A China debt default raises question: Will officials always step in for companies allied with local authorities?
- Chinese state-backed borrower fails to make good on a payment on a dollar bond
- Failed payment indicates limits to officials’ appetite to aid borrowers with high leverage in industries with excess capacity
A Chinese state-backed borrower’s failure to make good on a payment on a dollar bond on Friday threatens to overturn assumptions that officials would step in to avert defaults by companies closely linked to local authorities.
Qinghai Provincial Investment Group, an aluminum producer that was seen by some analysts as a bellwether for assessing government support due to its struggles to make payments on offshore debt last year, had failed to wire funds for a coupon payment due February 22 as of late afternoon China time. That was according to an official at QPIG, as the issuer is known, who asked not to be named citing company policy. There is no grace period for a missed coupon on this note, according to the bond prospectus, suggesting it’s now in default.
As recently as mid-December, S&P Global Ratings had removed QPIG from CreditWatch with negative implications, concluding that it would “continue to receive ongoing government support and be able to meet its short-term financial obligations over the next 12 months, despite its weak liquidity.” S&P rated QPIG at B+, four steps below investment grade.
While discussions have been taking place to shore up QPIG, based in the western province of Qinghai, Friday’s failed payment indicates limits to officials’ appetite to aid borrowers with high leverage in industries with excess capacity.

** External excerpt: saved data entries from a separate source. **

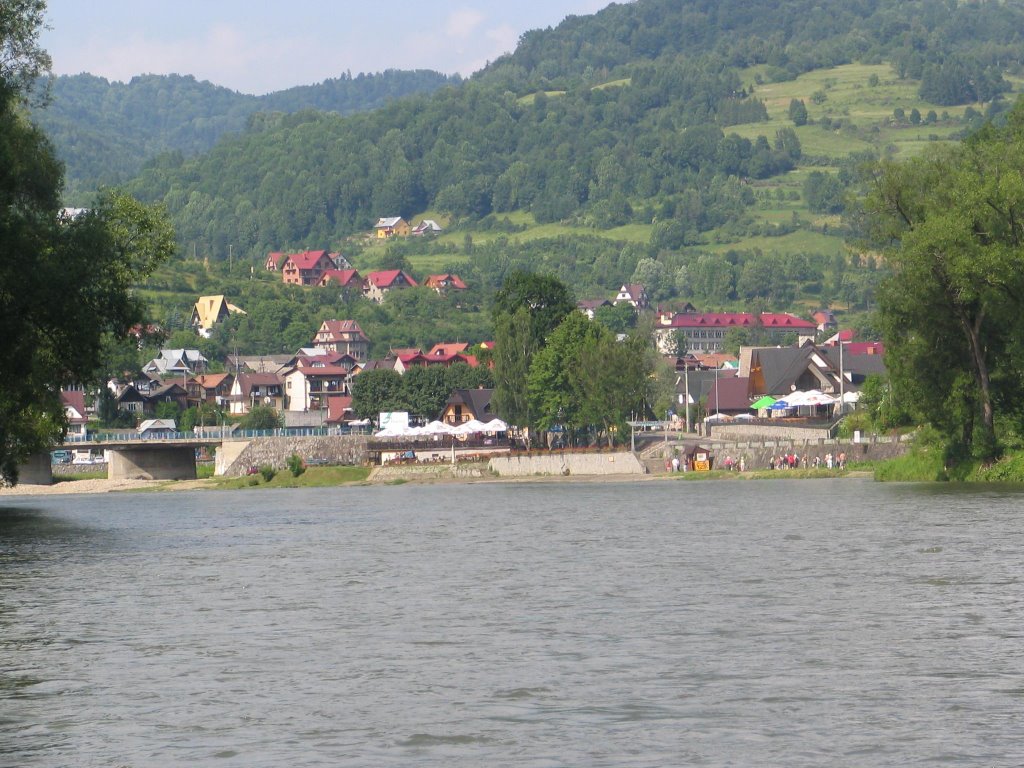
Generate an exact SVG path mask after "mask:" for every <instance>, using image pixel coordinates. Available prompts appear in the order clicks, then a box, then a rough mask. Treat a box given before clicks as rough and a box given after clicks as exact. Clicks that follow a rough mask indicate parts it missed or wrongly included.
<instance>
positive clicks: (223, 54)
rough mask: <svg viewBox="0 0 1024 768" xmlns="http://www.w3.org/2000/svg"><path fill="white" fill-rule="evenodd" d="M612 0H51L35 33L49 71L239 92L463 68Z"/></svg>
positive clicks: (487, 57)
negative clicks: (143, 75)
mask: <svg viewBox="0 0 1024 768" xmlns="http://www.w3.org/2000/svg"><path fill="white" fill-rule="evenodd" d="M609 2H610V0H475V1H474V0H390V2H385V1H381V2H376V3H374V2H368V1H367V0H355V1H353V0H288V2H281V1H280V0H93V2H83V1H82V0H49V2H48V3H47V6H48V7H47V11H46V19H47V26H48V27H49V28H50V29H48V30H46V31H44V32H43V34H42V35H41V36H40V42H41V43H42V44H43V46H44V47H45V48H46V49H47V50H48V51H49V53H50V56H51V57H52V58H53V72H54V74H57V75H77V74H79V73H82V72H88V73H91V74H93V75H98V76H100V77H104V78H106V79H109V80H121V81H127V80H130V79H131V78H132V77H133V76H135V75H142V74H158V75H166V74H170V73H177V74H179V75H194V76H196V78H198V79H199V80H209V81H210V82H212V83H214V84H216V85H222V86H225V87H227V88H231V89H233V90H238V91H242V92H244V93H253V94H263V93H268V92H271V91H276V90H282V89H284V88H289V87H291V86H294V85H310V84H313V83H318V82H321V81H323V80H326V79H327V78H332V77H338V76H339V75H341V74H342V73H344V72H346V71H348V72H351V73H352V75H356V74H358V73H360V72H367V73H371V72H381V71H382V70H387V69H395V70H416V69H424V70H437V71H438V72H443V73H445V74H454V73H459V74H460V75H463V76H468V75H470V74H472V73H473V72H475V71H476V70H479V69H480V68H481V67H483V66H484V65H485V63H486V62H487V61H490V60H494V59H495V58H497V57H498V56H500V55H501V54H502V53H506V52H511V51H512V50H513V49H514V48H515V45H516V41H517V40H518V38H519V36H520V35H521V34H522V33H523V32H525V31H527V30H532V29H539V28H545V27H554V26H557V25H558V23H559V22H561V20H562V19H563V18H564V17H565V16H566V15H570V14H575V15H584V14H588V13H594V12H595V11H597V10H600V9H601V8H603V7H605V6H606V5H608V3H609Z"/></svg>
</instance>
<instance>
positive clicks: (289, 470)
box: [286, 454, 306, 477]
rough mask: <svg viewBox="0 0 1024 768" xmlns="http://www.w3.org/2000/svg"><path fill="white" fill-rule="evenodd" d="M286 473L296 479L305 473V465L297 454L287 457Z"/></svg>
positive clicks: (294, 454)
mask: <svg viewBox="0 0 1024 768" xmlns="http://www.w3.org/2000/svg"><path fill="white" fill-rule="evenodd" d="M286 463H287V464H288V471H289V472H291V473H292V477H298V476H299V475H301V474H302V473H304V472H305V471H306V463H305V462H304V461H302V457H301V456H299V455H298V454H292V455H291V456H290V457H288V461H287V462H286Z"/></svg>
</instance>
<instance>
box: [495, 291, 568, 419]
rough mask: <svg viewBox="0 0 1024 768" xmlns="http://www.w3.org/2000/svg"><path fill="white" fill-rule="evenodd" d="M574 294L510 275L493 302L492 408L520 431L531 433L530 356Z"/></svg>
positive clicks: (546, 337)
mask: <svg viewBox="0 0 1024 768" xmlns="http://www.w3.org/2000/svg"><path fill="white" fill-rule="evenodd" d="M574 311H575V300H574V299H573V297H572V293H571V292H570V291H569V289H568V288H566V287H565V285H564V284H563V283H561V282H560V281H558V280H557V279H555V278H552V276H550V275H541V274H534V273H531V272H523V271H514V272H512V273H511V274H509V276H508V278H507V279H506V280H505V283H504V284H503V285H502V288H501V290H500V291H499V292H498V295H497V296H496V297H495V306H494V318H495V354H494V362H495V408H496V409H497V411H498V413H499V414H501V416H502V418H504V419H505V420H506V421H508V422H509V423H511V424H515V425H517V426H520V427H534V426H536V425H535V419H536V415H535V413H534V410H532V408H531V403H530V400H529V393H528V384H527V377H528V375H529V367H530V364H531V362H532V359H534V354H535V353H536V352H537V351H538V350H539V349H541V348H542V347H543V346H544V345H545V343H546V342H547V339H548V336H549V335H550V334H551V332H552V331H554V330H555V329H556V328H558V326H559V324H561V322H562V321H563V319H564V318H565V316H566V315H567V314H568V313H569V312H574Z"/></svg>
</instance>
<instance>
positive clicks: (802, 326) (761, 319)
mask: <svg viewBox="0 0 1024 768" xmlns="http://www.w3.org/2000/svg"><path fill="white" fill-rule="evenodd" d="M761 325H762V326H764V327H765V328H793V329H798V328H803V329H806V330H808V331H816V330H817V326H815V325H814V324H813V323H811V322H810V321H805V319H804V318H803V317H798V316H797V315H795V314H785V313H778V314H773V313H772V312H762V313H761Z"/></svg>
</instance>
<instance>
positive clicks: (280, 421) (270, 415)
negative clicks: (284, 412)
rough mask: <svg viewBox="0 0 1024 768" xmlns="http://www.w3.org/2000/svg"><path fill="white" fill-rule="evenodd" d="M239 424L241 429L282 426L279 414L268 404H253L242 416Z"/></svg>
mask: <svg viewBox="0 0 1024 768" xmlns="http://www.w3.org/2000/svg"><path fill="white" fill-rule="evenodd" d="M239 425H240V426H241V427H242V428H243V429H279V428H280V427H281V426H282V419H281V415H280V414H279V413H278V412H276V411H274V410H273V409H272V408H270V407H269V406H253V407H252V408H251V409H249V413H248V414H246V415H245V416H244V417H242V421H241V422H239Z"/></svg>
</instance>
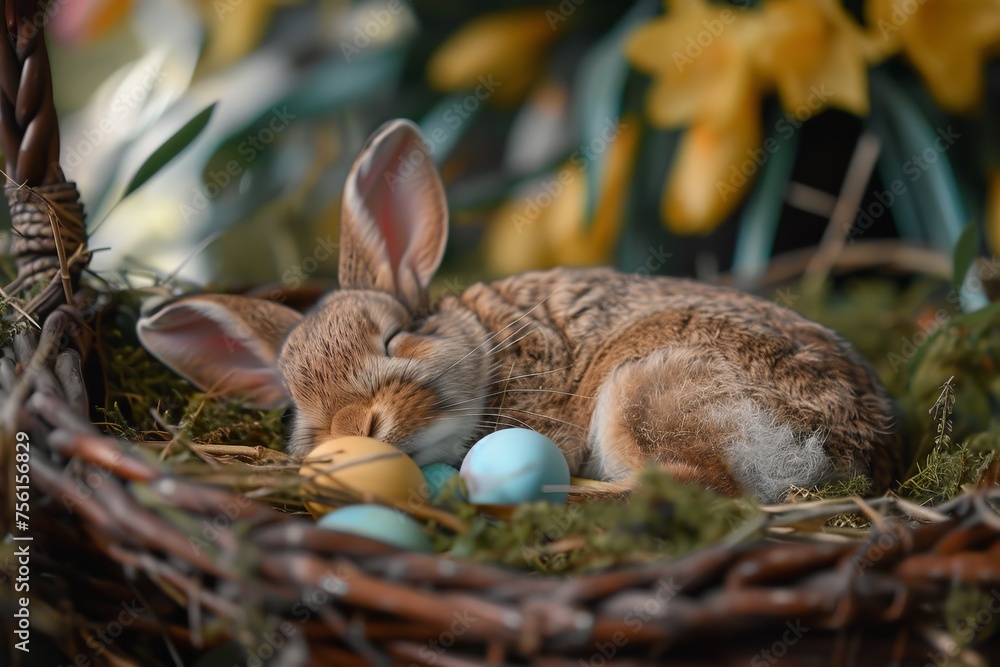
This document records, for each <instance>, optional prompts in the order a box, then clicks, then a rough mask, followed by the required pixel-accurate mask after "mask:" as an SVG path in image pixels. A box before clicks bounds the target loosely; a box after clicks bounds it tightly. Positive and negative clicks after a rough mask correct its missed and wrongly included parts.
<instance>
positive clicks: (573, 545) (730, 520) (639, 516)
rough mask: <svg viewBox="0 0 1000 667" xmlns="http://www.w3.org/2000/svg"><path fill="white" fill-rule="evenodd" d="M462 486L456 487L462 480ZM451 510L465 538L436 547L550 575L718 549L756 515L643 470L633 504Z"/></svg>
mask: <svg viewBox="0 0 1000 667" xmlns="http://www.w3.org/2000/svg"><path fill="white" fill-rule="evenodd" d="M456 483H457V482H456ZM448 508H449V509H450V510H451V511H453V512H454V513H455V514H457V515H458V516H459V517H461V518H463V519H465V520H466V521H468V522H469V530H467V531H466V532H464V533H462V534H460V535H449V534H444V533H442V532H440V531H439V532H438V534H437V535H436V538H435V539H436V544H435V547H436V548H437V549H439V550H445V551H448V552H449V553H450V554H451V555H452V556H455V557H459V558H466V559H471V560H477V561H484V562H493V563H500V564H502V565H505V566H507V567H515V568H519V569H531V570H537V571H540V572H547V573H573V572H583V571H593V570H602V569H606V568H609V567H612V566H616V565H623V564H627V563H638V562H644V561H649V560H654V559H659V558H664V557H668V556H671V557H675V556H681V555H684V554H686V553H690V552H691V551H694V550H695V549H698V548H701V547H705V546H708V545H711V544H716V543H718V542H719V541H720V540H722V539H723V538H725V537H726V536H727V535H729V534H730V533H731V532H732V530H733V529H734V528H736V527H739V526H742V525H744V524H745V523H746V521H747V520H749V519H751V518H753V517H755V516H756V511H755V510H754V509H753V505H752V504H751V503H750V502H749V501H747V500H743V499H736V498H726V497H723V496H720V495H718V494H716V493H714V492H712V491H707V490H705V489H703V488H701V487H698V486H694V485H689V484H683V483H680V482H678V481H676V480H674V479H673V478H671V477H670V476H669V475H667V474H666V473H664V472H662V471H658V470H653V469H651V470H648V471H646V472H645V473H643V475H642V478H641V481H640V486H639V488H638V490H637V491H636V492H635V493H634V494H633V495H632V497H631V500H630V502H629V503H628V504H624V503H620V502H616V501H611V500H603V501H594V502H586V503H575V504H569V505H566V506H556V507H554V506H551V505H549V504H547V503H545V502H538V503H530V504H524V505H521V506H519V507H518V508H517V509H515V510H514V513H513V516H512V517H511V518H510V520H509V521H498V520H496V519H493V518H491V517H488V516H484V515H482V514H477V513H476V511H475V508H474V507H473V506H471V505H467V504H464V503H462V502H461V501H458V500H454V499H453V500H452V501H451V502H450V503H448Z"/></svg>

Though China’s national policy makers have unveiled a slew of measures to support economic growth in recent months, the Communist Party’s senior leadership reaffirmed at a Politburo meeting Friday that addressing financial risks remain a priority for 2019.
Investors appeared to not have seen the coupon-payment failure coming, with prices on QPIG’s $300 million bond due in 2020 indicated around 94 cents on the dollar before Bloomberg reported the news on Friday. Some analysts regard the company as a local government financing vehicle, and the apparent default may renew predictions for LGFV defaults that HSBC Holdings Plc analysts said just last month was unlikely in the short term.